### **Importing modules**

In [3]:
import pandas as pd # type: ignore
import numpy as np # type: ignore
from datetime import datetime
import scipy.stats as stats # type: ignore
import matplotlib.pyplot as plt # type: ignore
import os # type: ignore

### **Loading Preprocessed Dataset**

In [5]:
df_cards = pd.read_csv('../data/cards_data.csv')
df_users = pd.read_csv('../data/users_data.csv')

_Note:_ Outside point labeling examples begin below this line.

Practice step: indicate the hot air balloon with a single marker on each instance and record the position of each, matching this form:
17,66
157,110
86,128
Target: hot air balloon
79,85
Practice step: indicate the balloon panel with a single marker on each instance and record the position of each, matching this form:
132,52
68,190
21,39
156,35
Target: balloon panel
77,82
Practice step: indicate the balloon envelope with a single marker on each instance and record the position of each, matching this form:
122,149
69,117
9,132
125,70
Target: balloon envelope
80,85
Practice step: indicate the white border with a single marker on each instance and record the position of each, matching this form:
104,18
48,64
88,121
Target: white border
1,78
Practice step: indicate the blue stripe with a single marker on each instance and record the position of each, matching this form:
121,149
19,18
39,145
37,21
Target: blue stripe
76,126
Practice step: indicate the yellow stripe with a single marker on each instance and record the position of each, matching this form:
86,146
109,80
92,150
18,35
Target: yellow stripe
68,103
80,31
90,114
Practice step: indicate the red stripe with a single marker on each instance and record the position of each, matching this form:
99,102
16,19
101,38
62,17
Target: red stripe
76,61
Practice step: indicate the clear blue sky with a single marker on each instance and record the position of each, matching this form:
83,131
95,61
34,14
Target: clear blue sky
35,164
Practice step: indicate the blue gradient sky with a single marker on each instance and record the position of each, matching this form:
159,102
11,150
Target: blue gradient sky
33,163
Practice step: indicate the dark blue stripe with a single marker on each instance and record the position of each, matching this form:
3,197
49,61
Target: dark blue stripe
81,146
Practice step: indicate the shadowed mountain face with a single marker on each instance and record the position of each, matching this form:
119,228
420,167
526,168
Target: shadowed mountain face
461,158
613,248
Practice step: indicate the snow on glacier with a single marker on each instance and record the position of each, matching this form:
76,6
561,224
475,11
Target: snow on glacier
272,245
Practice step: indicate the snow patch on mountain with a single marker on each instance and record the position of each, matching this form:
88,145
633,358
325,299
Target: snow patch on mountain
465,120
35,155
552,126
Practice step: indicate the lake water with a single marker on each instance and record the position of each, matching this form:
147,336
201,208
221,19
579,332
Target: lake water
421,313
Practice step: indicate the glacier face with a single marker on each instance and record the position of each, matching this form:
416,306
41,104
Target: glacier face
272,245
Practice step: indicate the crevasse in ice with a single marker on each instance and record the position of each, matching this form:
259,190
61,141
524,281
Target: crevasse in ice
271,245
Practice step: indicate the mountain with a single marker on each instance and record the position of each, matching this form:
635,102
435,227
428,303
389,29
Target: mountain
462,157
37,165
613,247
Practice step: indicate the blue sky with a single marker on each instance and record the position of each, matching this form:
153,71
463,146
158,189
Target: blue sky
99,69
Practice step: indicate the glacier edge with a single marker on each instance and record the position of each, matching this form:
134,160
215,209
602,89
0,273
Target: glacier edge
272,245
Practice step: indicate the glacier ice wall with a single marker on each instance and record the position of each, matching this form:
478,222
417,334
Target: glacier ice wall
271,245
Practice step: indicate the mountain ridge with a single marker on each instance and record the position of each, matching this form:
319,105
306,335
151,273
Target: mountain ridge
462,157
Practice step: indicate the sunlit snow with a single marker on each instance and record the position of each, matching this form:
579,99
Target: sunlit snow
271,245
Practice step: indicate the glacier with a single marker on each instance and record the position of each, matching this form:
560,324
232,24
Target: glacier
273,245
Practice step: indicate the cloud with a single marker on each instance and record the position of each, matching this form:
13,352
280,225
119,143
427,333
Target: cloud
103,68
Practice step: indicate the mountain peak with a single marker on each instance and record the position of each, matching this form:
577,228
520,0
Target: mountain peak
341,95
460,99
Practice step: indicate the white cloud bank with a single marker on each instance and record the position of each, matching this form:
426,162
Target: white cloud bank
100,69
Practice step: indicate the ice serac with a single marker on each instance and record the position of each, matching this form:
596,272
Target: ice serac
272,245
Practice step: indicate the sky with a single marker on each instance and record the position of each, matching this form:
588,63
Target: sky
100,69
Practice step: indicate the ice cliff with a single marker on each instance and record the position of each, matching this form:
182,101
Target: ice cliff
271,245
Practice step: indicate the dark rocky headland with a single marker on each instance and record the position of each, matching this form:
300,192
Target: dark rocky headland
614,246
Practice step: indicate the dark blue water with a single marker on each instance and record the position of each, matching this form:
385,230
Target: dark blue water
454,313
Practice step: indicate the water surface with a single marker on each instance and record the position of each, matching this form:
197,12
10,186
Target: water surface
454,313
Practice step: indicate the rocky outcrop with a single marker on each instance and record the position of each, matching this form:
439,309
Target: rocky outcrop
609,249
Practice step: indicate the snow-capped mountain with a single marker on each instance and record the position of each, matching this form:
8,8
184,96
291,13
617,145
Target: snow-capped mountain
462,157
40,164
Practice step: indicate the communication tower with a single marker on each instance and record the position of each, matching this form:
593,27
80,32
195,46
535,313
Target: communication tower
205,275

### **Performing Feature Engineering**

**1. Added a new column containing categorical variable - Retired, Not Retired**

In [7]:
# Determine retirement status
df_users['retirement_status'] = np.where(
    df_users['current_age'] >= df_users['retirement_age'],
    'Retired',
    'Not Retired'
)

**2. Divided Age into four Groups and Created a new column age_group containing 4 categorical variables**

In [9]:
# Categorize Age Groups
def categorize_age(age):
    if age <= 30:
        return "17-30"
    elif age <= 45:
        return "31-45"
    elif age <= 60:
        return "46-60"
    else:
        return "60+"

df_users['age_group'] = df_users['current_age'].apply(categorize_age)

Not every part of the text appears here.